Nell’analisi della FEDERDOC l’accordo CETA può rappresentare un buon punto di partenza per il riconoscimento delle Indicazioni Geografiche in un Paese, come il Canada, che fino ad oggi ha concepito unicamente il sistema dei marchi. Diversi gli step con connotazioni positive per il settore:
– la previsione di un Comitato in grado di garantire una corretta e completa informazione sulla qualità e le caratteristiche dei nostri prodotti IG tra i consumatori canadesi;
– l’abolizione di alcune “pratiche discriminatorie” adottate finora dai Monopoli canadesi. Trattasi di tariffe applicate sui vini il cui importo era più elevato per i vini europei (in particolare italiani) in quanto determinato sulla base del loro prezzo sul mercato canadese.

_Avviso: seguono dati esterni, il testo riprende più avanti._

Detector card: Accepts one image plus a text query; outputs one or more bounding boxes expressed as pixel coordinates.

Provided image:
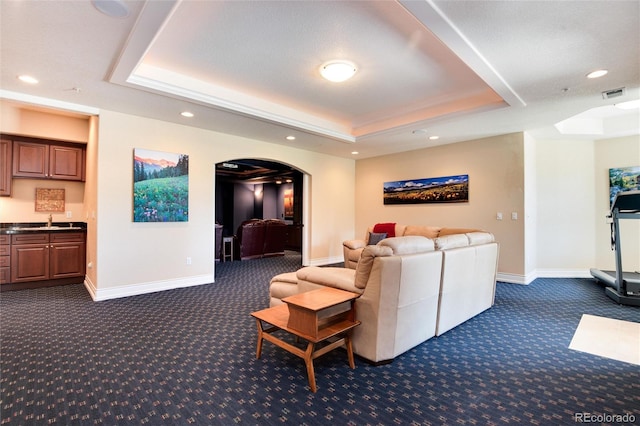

– Il riconoscimento e la tutela delle IG italiane che generano circa il 90% del valore dell’ export .
“Già dai primi dati export registrati in seguito alla conclusione dell’accordo – conclude Ricci Curbastro – possiamo constatare alcuni primi effetti positivi: le denominazioni italiane sono cresciute complessivamente di un 9% in valore. Dato confermato anche nel primo trimestre del 2018, al termine del quale abbiamo raggiunto sul confezionato un 10% di crescita in valore delle DO”.